In the past fifteen years, Cuba’s model health care system has become threatened by these serious shortages of food and pharmaceutical products. The intended or unintended effect has been on the health and nutrition of the most vulnerable citizens - women, children, and the elderly - who rely on access to Cuba’s free health care.  

And as if the embargo were not enough, Washington effectively prohibits foreign subsidiaries of U.S. companies from trading with Cuba, a sanction that blocks access to medical supplies, forcing Cuban physicians to face a lack of critical medicines, diagnostic tools, and vaccines that had previously been available.

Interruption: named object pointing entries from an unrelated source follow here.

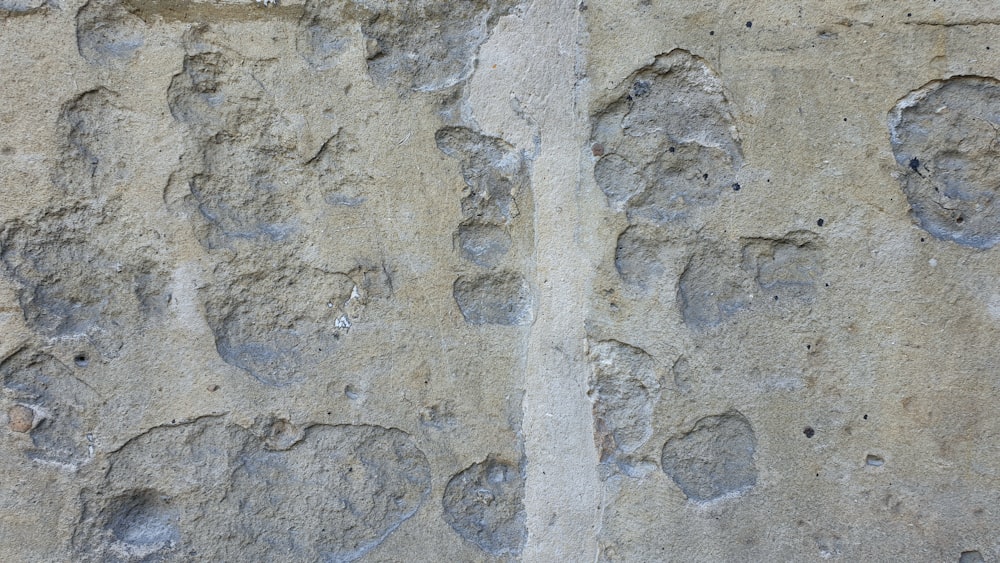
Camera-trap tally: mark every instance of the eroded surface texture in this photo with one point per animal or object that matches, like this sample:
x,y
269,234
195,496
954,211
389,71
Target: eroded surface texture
x,y
329,494
499,280
714,459
484,504
944,138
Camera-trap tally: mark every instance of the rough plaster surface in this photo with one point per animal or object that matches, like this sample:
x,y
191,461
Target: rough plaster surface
x,y
495,280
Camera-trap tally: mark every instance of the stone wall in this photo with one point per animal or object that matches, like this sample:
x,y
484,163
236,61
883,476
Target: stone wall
x,y
493,280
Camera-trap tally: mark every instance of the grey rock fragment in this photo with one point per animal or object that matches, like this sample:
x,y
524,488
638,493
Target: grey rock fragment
x,y
484,504
944,137
713,459
502,298
218,491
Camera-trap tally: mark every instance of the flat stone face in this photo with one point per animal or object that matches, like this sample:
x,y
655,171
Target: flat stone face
x,y
499,280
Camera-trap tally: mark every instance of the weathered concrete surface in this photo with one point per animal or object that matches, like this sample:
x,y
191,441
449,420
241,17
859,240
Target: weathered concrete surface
x,y
493,280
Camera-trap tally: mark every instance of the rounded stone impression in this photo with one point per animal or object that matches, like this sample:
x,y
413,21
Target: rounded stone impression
x,y
714,459
946,140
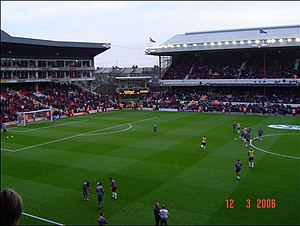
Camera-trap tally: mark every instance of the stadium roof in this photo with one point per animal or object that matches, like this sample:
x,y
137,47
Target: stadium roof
x,y
16,46
260,37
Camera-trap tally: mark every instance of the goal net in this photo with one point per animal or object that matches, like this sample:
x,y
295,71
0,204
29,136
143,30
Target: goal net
x,y
26,117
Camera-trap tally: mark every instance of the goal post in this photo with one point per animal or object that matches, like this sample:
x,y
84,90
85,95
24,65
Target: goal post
x,y
26,117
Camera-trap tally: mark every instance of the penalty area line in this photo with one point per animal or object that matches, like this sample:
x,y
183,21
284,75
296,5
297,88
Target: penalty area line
x,y
44,127
41,219
78,135
272,153
117,131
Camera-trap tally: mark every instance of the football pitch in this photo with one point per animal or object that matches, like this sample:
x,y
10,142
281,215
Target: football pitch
x,y
47,164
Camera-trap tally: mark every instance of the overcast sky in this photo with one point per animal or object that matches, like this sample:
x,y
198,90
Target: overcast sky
x,y
127,25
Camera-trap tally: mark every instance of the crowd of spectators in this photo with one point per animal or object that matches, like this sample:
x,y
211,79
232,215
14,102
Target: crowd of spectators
x,y
256,101
64,99
68,99
246,65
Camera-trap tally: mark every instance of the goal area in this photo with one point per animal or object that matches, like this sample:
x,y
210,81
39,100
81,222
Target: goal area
x,y
26,117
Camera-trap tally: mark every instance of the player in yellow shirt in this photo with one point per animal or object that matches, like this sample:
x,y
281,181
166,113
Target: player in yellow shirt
x,y
238,127
251,158
203,143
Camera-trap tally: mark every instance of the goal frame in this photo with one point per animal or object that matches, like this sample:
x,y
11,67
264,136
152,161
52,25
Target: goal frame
x,y
36,116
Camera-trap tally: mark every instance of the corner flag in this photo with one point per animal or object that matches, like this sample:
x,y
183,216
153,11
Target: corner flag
x,y
261,31
151,40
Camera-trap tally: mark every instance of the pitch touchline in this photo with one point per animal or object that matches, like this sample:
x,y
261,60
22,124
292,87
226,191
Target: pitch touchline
x,y
42,219
62,124
272,153
77,135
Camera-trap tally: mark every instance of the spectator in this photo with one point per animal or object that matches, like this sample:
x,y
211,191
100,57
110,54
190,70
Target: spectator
x,y
11,207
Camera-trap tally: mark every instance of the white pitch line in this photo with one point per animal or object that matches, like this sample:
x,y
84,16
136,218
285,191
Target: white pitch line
x,y
118,131
77,135
62,124
272,153
5,149
42,219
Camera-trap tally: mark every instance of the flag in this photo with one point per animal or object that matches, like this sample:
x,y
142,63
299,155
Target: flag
x,y
151,40
261,31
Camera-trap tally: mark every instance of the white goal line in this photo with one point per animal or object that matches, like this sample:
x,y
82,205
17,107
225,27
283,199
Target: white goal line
x,y
41,219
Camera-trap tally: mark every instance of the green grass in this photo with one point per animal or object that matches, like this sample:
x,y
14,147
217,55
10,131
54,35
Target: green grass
x,y
170,168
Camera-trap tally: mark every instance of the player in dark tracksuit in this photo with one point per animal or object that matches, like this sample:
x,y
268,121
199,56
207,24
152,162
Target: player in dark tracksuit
x,y
85,189
238,167
100,193
113,187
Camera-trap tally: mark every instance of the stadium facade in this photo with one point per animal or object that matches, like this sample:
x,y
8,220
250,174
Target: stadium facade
x,y
262,48
27,60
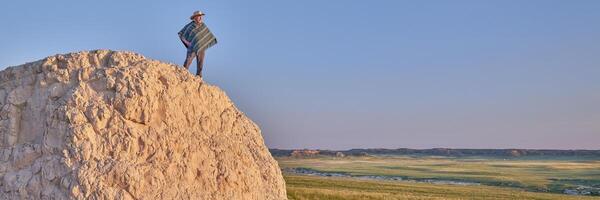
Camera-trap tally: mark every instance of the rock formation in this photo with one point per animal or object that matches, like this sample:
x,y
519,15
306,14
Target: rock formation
x,y
115,125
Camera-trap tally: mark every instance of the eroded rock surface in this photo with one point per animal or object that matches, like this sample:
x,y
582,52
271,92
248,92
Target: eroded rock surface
x,y
115,125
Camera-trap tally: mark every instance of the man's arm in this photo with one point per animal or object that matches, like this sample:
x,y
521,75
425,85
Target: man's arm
x,y
187,43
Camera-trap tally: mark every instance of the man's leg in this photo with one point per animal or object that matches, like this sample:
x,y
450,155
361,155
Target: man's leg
x,y
188,59
200,62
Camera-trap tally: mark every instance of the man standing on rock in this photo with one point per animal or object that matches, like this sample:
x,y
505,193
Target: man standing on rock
x,y
196,38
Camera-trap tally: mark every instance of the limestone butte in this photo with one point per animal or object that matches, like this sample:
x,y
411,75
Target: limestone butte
x,y
115,125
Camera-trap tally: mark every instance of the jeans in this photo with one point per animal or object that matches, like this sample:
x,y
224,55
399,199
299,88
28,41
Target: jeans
x,y
199,55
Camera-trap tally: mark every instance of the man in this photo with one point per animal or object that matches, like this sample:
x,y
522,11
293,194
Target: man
x,y
196,38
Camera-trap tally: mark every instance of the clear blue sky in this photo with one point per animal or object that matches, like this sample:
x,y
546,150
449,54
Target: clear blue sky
x,y
341,74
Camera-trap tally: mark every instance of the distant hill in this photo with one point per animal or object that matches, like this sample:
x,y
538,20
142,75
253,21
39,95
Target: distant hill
x,y
436,152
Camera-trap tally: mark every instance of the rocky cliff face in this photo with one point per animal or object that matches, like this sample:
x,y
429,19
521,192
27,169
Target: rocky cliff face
x,y
115,125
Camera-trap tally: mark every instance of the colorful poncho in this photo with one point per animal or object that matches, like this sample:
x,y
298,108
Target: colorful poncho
x,y
199,35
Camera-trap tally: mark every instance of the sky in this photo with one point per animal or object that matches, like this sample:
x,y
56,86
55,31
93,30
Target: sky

Non-U.S. companies have been threatened with lawsuits in U.S. courts.

This loss of suppliers restricts delivery of critical laboratory products, radiology equipment, operating tables, and surgery equipment. The production of vaccines within Cuba is further hampered by the frequent lack of spare parts and of essential components that must be imported, shortages that make it difficult to treat breast cancer, heart or kidney diseases, or HIV.

The embargo also contradicts human rights, which the people in the United States desire for themselves and claim to desire for the rest of the world. 

The unilateral sanctions violate both the spirit and letter of the United Nations Charter and the fundamentals of international law. This embargo causes unjustified suffering for millions of guiltless Cubans whose only goal is to live a decent, productive life. Several Cubans told me the historical and childish animosity between Fidel Castro and Washington will not end until Fidel dies.  But why wait?  It is time for this embargo, this war against innocent Cuban people, to end.